NATIONAL SCREEN SERVICE CORP., PLAINTIFF-APPELLEE
v.
UNITED STATES FIDELITY AND GUARANTY CO., DEFENDANT-APPELLANT.



Appeal from judgment in favor of plaintiff insured, against defendant insurance company on a business liability policy, in the United States District Court for the Southern District of New York, John M. Cannella, Judge with a jury.

Hays, Anderson and Feinberg, Circuit Judges. Hays, Circuit Judge.

Author: Anderson

ANDERSON, Circuit Judge.

National Screen Service Corporation, the insured, commenced the present action on an insurance policy in the Supreme Court of New York seeking recovery against United States Fidelity and Guaranty Company, the insurer, for refusing to defend and pay various claims asserted by third parties against National. The suit was removed to the District Court for the Southern District of New York, on the basis of diversity, pursuant to 28 U.S.C. ยง 1441 (1964 ed.). The District Court rendered judgment for National and USF & G appeals.

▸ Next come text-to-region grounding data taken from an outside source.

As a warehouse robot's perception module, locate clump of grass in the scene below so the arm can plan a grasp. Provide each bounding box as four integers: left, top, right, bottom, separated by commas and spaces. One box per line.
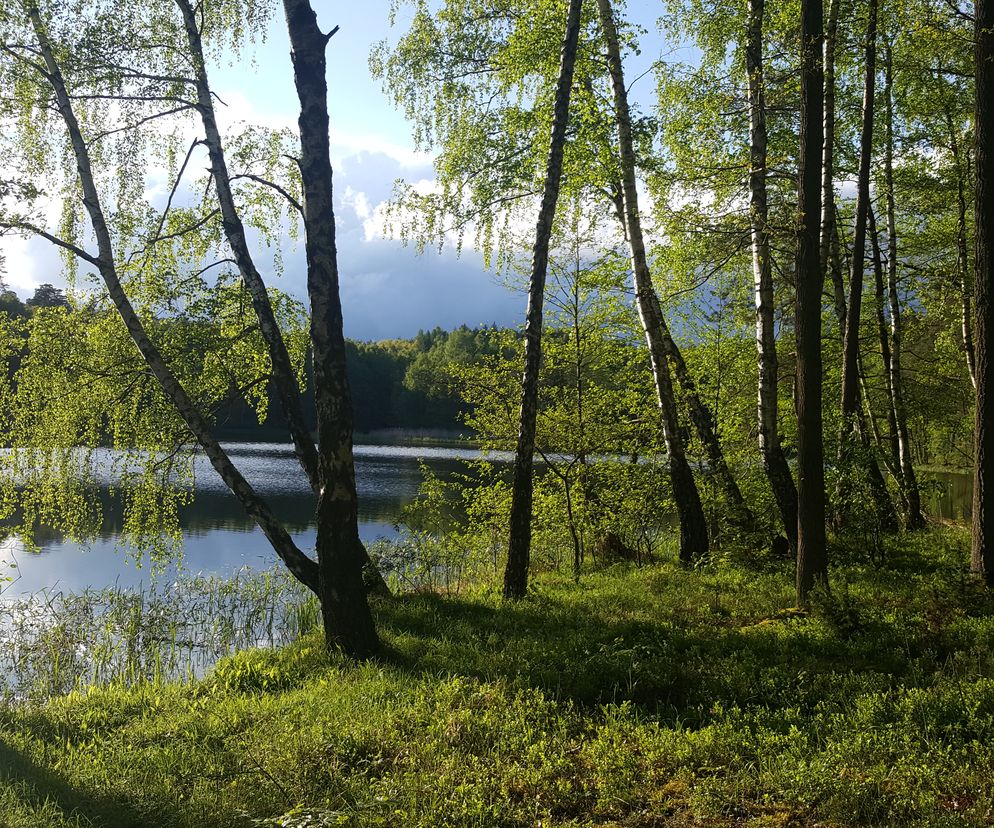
0, 528, 994, 828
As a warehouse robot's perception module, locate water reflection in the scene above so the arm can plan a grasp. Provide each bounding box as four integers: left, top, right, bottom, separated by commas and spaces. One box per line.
0, 443, 507, 597
922, 471, 973, 521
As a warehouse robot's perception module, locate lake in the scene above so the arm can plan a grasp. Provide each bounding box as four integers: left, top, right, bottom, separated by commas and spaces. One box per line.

The facts are these: National, the appellee, is engaged in the business of producing and distributing motion picture "trailers," more commonly known as coming attractions and other motion picture display material. None of the material was ever sold to exhibitors, but rather was licensed for theatre use. When the trailers were no longer of any use they were returned to National, which in accordance with a continuing agreement with the Eastman Kodak Company, sent all worn out film which it could no longer use to that company at Rochester, New York. The film was shipped, by transportation selected and paid for by National, to Kodak's Rochester facility where the film was examined to determine whether there was sufficient silver compound remaining on the face of the film to make salvage feasible. In practice Kodak accepted and paid for all scrap film which was tendered to it, though the amount of payment varied according to suitability of the film for salvage. Kodak had the right, however, to reject any shipment.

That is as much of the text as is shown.